Abortion opponents in Idaho balked. In Idaho, if a pregnant woman is in serious medical distress and needs an abortion to, say, prevent her from going septic because of an incomplete miscarriage or to prevent serious complications that will result in her losing her uterus, doctors cannot provide that care unless the woman is about to die. Even then, they may face prosecution, and will have to prove to a potentially hostile jury that the woman’s life was at risk. This is true even if the woman’s pregnancy is doomed, and there is no chance that her fetus will survive. If any nonpregnant person comes into an Idaho hospital and is at risk of a systemic septic infection or losing an organ, everyone agrees the law is clear: ER doctors and other health workers have to stabilize or transfer them and would not face legal consequences for doing so.

The treatment of pregnant women primarily as vessels for a fetus, and the stripping of otherwise applicable rights and protections from women because of their pregnant status, underlies the entire ideology of the anti-abortion movement. As many others have pointed out, there are no other circumstances under which we force people to donate use of their organs to another, no matter how dire the need; even corpses need to have consented while alive before their organs can go to anyone else. A father with two perfectly healthy kidneys is under no legal obligation to donate one even to his own very ill child; he’s not even legally obligated to donate blood, or to, say, cut off his hair to make a realistic wig for his cancer-stricken kid.
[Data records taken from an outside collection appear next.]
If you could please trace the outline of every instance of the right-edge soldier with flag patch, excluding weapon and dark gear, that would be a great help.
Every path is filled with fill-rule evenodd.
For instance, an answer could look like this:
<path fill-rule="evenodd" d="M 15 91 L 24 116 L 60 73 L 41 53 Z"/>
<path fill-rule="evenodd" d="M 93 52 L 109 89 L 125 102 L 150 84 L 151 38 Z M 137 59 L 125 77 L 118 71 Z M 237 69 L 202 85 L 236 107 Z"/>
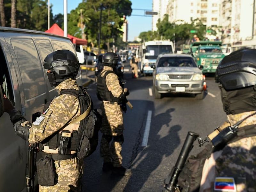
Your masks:
<path fill-rule="evenodd" d="M 200 192 L 256 191 L 256 50 L 242 49 L 226 56 L 215 74 L 228 122 L 240 125 L 235 139 L 205 160 Z"/>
Fathers are not legally obligated to so much as hold or even meet their own babies, let alone risk their lives or give over their organs and bodily functions to them for 10 months.

No one parent is required by law to walk right up to the edge of death in order to save their child’s life, and no one is required to walk right up to the edge of death in the service of someone who cannot live.

No one, that is, except a pregnant woman in an abortion-hostile state.